Kyrgios and Tomic: Contrasting contenders at Wimbledon

Published by Linda Pearce

Australians Nick Kyrgios and Bernard Tomic are hungry for more success at Wimbledon; Getty Images
Breakthrough Wimbledon quarterfinalists as teenagers, Australians Nick Kyrgios and Bernard Tomic remain two of the most fascinating Championships contenders.

Bernard Tomic arrived relatively quietly, via qualifying, in 2011; Nick Kyrgios more loudly, as a wildcard, three years later. There is still something quite extraordinary about the fact that both Australians reached Wimbledon quarterfinals as teenagers on debut, even if a common breakthrough theme has ultimately failed to deliver parallel paths.

Rewind to 2011. Tomic the child prodigy I first interviewed as a 13-year-old reading Harry Potter books and listening to Eminem expected he would “probably” be as good as Roger Federer one day, while coveting the heart of Lleyton Hewitt, the serve of Goran Ivanisevic and the mind of Pete Sampras.

The plan: to hold all four major championships and reach No.1 by the age of 18.

Gotta admire a kid’s ambition.

What happened to Tomic as an 18-year-old at the All England Club was not quite the sum of his aspirations but nevertheless exciting as the world No.158 sliced and diced his way past the likes of former French Open Rafa-slayer and world No.5 Robin Soderling and took a set from Novak Djokovic before his remarkable run was ended by the man who now owns 12 Grand Slam titles.

In contrast, the 24-year-old with the natural grasscourt game has since won three ATP titles and peaked at 17th in the early 2016 ATP rankings list he follows with almost fanatical zeal.

More recently, though, Tomic has struggled, and has enough fourth-round points to defend from last year – where he lost 10-8 in the fifth to the rising Frenchman Lucas Pouille – to remind the world No.60 of just what is at stake on this seventh annual visit to SW19’s main draw.

The glass half-full version is that grass is a superior surface for Tomic, whose strong serve, flat forehand, adaptable backhand and slightly unorthodox style are well suited to the courts on which specialists are harder to find than elsewhere.

RELATED: Federer: “Kyrgios going to be tough to beat”

So to Kyrgios, the No.20 seed at the 2017 Championships. Back in 2014, nine match points were saved against the seasoned Richard Gasquet in the second round, and no-one who witnessed it will forget that fearless centre-court display against Rafael Nadal in the fourth, when Australia knew a little about the outrageously gifted kid from Canberra and everyone else ended up knowing a whole lot more.

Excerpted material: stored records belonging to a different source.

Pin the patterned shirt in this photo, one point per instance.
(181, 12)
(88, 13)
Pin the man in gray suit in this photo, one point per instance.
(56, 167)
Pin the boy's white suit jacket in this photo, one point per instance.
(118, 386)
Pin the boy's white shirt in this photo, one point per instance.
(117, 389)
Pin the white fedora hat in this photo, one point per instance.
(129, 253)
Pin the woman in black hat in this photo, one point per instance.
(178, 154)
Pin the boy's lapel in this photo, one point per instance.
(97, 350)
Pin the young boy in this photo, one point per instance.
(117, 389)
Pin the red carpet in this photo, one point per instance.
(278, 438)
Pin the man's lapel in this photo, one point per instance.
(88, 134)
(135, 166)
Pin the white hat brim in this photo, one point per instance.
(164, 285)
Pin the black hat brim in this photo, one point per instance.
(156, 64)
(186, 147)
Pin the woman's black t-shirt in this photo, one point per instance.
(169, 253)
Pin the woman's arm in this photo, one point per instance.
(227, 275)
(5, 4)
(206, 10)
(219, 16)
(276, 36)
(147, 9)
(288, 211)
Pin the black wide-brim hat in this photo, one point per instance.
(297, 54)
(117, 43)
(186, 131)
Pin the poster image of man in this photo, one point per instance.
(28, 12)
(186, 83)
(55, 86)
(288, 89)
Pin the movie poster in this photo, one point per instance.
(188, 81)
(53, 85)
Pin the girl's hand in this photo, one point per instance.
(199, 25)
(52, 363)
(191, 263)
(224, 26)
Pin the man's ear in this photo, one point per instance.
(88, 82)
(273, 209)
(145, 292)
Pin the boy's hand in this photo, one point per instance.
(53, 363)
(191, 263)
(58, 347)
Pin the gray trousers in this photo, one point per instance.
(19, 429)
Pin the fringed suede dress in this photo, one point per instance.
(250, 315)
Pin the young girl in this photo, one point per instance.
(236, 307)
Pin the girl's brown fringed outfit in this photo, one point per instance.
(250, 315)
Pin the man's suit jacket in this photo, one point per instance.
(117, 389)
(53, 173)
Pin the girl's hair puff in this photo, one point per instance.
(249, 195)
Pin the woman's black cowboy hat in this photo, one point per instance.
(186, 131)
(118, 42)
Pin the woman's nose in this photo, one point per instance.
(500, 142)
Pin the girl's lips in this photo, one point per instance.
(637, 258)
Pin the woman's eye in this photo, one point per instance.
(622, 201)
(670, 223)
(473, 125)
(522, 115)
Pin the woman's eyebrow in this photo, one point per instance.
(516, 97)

There have since been injuries – including a recurrence of the chronic problem that curtailed his Queen’s Club campaign after just one set against Donald Young – and a range of well documented controversies, but – at least from this writer’s vantage point – the belief that Kyrgios has the game to win a Wimbledon singles title has not wavered.

Perhaps not this year, though, for it seems the 22-year-old is not just undercooked in a matchplay sense but clearly compromised, physically, by his latest ailments. The mental element, meanwhile, is one he acknowledges as still a work-in-progress under new part-time coach Sebastien Grosjean.

In that regard, there is clearly enormous upside.

So back to the collective: Tomic was the youngest quarterfinalist since Boris Becker retained his title in 1986, and Kyrgios the youngest since, well, Tomic. Both Australians broadcast their abilities to the wider world of men’s tennis on the same famous ground. And whatever has happened since, theirs is still a joint footprint worth following.